Висевшие (весьма условно) под потолком штаба две сущности с каменным спокойствием наблюдали за рукотворным хаосом. И обсуждали происходящее внизу.
— В общем, мин херц, тут собрана одна из самых боеспособных частей императорской армии, тем более, сии дикие люди будут преданы государю, как никто иной.
— И что? предлагаешь мне эту дивизия возглавить? Сюда бы Алексашку Меньшикова, тот лучший кавалерист моей армии был. Славный вояка.
— Но и ворюга знатнейший! Правда, судьба ему хвост накрутила. Зарвался, посчитал себя всесильным. За что и поплатился.
— Это да, жадность до добра не доводит! А жаден он был без меры. — Пётр посмотрел (фигуральное выражение) на Брюса.
— Так что, в комдивы, меня, государя?
— Бери выше, государь, в целого комкора![1] Но нет, мелковато сие для тебя. Смотри и слушай сам!
— Были бы уши, так слушал бы, а так просто воспринимаю сие действо, а чем и как, один господь знает. — отвечала мятежная душа первого русского императора.
(воины прославленной Дикой дивизии)
Но тут в здание ворвался довольно высокий сравнительно молодой как для генерала-инспектора человек, сопровождаемый представительной свитой. Души замерли. Войдя в помещение штаба прибывший генерал снял фуражку, стала видна аккуратно подстриженная голова с большой залысиной. На вытянутом овале лица несколько нелепо смотрелись щегольские усики, тем не менее, общее впечатление от сего господина было более чем приятным. Правда, выглядел он несколько помятым, глаза выдавали редкие часы сна, а темные круги под ними –о необходимости работать не покладая рук. Это был недавно назначенный генерал-инспектор кавалерии (и месяца не прошло) великий князь и младший брат покойного уже императора Николая Второго (о чём он не ведал) Михаил Александрович. За ним следовала свита: командир Дикой дивизии, а теперь и формирующегося корпуса Дмитрий Петрович Багратион (из картлийской ветви Багратионов, потомок картлийских царей). Рядом с ним поспешал назначенный руководить штабом корпуса Яков Давыдович Юзефович, мусульманин, выходец из белорусских татар, ранее, при Михаиле, служивший начальником его штаба. Кроме этих, весьма значимых фигур, Михаила сопровождал ординарец, и командиры корпуса: генерал-лейтенант Пётр Александрович Половцев, генерал-майор Фейзулла Мирза Каджар, потомок иранской династии Каджаров и один из претендентов на трон в Тегеране, генерал-лейтенант Иосиф Захарович (Созрыко Дзахонтович) Хоранов, из знатной осетинской семьи, единственный из военачальников православного исповедания (не считая великого князя, конечно же).

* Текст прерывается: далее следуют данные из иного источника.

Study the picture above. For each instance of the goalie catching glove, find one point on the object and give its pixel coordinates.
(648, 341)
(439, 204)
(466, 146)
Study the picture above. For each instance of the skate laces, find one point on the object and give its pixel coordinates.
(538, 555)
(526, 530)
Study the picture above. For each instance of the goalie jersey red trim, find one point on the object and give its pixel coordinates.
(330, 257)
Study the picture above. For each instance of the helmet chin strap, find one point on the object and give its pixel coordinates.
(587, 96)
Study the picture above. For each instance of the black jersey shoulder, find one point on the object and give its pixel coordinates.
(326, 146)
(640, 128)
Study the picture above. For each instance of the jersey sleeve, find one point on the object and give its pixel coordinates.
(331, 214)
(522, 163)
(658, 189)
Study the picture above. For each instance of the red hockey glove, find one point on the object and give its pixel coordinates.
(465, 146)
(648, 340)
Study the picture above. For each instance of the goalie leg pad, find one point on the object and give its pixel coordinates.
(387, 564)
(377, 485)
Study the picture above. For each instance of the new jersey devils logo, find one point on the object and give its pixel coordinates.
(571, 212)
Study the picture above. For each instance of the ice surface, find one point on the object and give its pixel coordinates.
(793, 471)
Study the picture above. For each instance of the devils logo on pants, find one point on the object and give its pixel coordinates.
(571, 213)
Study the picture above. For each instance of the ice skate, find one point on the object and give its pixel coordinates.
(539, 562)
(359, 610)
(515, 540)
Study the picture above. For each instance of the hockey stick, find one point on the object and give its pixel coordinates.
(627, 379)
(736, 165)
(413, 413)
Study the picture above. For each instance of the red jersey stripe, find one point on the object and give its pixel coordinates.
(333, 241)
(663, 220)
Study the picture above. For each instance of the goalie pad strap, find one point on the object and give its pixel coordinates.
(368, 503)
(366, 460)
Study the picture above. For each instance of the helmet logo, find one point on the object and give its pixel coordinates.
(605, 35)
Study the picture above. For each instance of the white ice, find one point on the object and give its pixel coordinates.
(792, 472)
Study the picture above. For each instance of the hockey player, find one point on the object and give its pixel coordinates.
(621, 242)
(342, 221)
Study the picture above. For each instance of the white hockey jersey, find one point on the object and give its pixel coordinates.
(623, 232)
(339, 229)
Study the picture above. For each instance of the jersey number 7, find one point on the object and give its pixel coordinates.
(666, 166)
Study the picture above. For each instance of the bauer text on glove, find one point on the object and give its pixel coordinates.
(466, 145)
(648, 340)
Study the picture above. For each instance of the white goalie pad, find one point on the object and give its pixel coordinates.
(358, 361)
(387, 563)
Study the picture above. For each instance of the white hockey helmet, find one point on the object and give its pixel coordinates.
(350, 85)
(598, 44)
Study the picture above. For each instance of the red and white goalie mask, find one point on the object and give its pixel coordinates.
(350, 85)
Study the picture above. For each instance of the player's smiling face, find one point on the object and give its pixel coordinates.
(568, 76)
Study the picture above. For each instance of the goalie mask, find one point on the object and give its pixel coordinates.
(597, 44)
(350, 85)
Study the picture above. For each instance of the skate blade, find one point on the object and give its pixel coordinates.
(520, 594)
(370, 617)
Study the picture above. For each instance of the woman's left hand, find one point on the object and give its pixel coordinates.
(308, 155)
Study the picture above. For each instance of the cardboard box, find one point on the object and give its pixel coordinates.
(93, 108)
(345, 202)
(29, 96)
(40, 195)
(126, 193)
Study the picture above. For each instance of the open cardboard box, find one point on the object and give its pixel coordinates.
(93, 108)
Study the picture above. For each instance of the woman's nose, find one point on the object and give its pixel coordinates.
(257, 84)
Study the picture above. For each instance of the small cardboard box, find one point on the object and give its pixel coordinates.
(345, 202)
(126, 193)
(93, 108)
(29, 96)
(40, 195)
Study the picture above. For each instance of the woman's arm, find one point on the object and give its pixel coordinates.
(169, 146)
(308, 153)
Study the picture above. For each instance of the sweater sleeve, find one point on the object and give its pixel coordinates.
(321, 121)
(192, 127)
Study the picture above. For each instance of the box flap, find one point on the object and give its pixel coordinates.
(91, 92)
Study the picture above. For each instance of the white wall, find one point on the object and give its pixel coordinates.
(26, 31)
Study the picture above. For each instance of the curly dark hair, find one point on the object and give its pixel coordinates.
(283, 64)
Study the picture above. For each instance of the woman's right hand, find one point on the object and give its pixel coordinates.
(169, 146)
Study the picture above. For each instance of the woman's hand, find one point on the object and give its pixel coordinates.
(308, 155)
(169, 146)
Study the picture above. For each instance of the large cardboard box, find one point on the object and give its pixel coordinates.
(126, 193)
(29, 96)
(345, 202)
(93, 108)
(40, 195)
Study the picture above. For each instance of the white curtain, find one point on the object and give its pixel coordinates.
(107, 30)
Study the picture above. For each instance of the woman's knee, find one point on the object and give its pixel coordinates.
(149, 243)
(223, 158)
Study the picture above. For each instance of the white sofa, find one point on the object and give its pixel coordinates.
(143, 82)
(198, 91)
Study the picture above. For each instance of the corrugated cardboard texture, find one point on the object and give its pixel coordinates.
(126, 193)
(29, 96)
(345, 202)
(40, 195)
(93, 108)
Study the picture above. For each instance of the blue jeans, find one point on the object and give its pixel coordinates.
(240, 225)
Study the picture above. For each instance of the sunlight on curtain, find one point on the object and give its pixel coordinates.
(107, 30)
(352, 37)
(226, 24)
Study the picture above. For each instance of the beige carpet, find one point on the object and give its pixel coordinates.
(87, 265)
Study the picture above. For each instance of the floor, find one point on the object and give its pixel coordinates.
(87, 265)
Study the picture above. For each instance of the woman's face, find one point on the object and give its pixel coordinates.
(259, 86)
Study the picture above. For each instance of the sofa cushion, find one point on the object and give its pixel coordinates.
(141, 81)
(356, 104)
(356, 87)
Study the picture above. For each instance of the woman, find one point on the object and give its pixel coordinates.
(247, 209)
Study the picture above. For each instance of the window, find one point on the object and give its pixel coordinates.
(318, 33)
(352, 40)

— Не пойму я замысел государя. Мысль создать целую конную армию из трёх кавалерийских корпусов двухдивизионного состава, конечно же здравая, но разворачивать конную армию тут, с прицелом наступать на Белоруссию, это нонсенс! Наступать конницей в Прибалтике и по болотам Полесья та еще архисложная задачка. Я понимаю, вырваться на просторы Польши там конармия может прямым ходом и до Варшавы идти, ничто не помешает. Тем не менее, выполнить волю государя мы обязаны. Место для размещения бронедивизиона нашли?
— Ваше… — начал было Багратион, но был нервно остановлен Михаилом.
— Князь!
— Простите, Михаил Александрович, запамятовал. Поутру начали поступать техника и люди. Разместили. Конечно, тут тесновато. Фактически, в Царском селе мы разместили три полка полностью. Один еще расквартировываем прямо с колёс. Третья бригада расположена в окрестных селах, но за пару часов мы ее тут соберем при надобности. А вот куда распихнуть прибывающее пополнение пока даже не знаю. Это две бригады и артдивизион.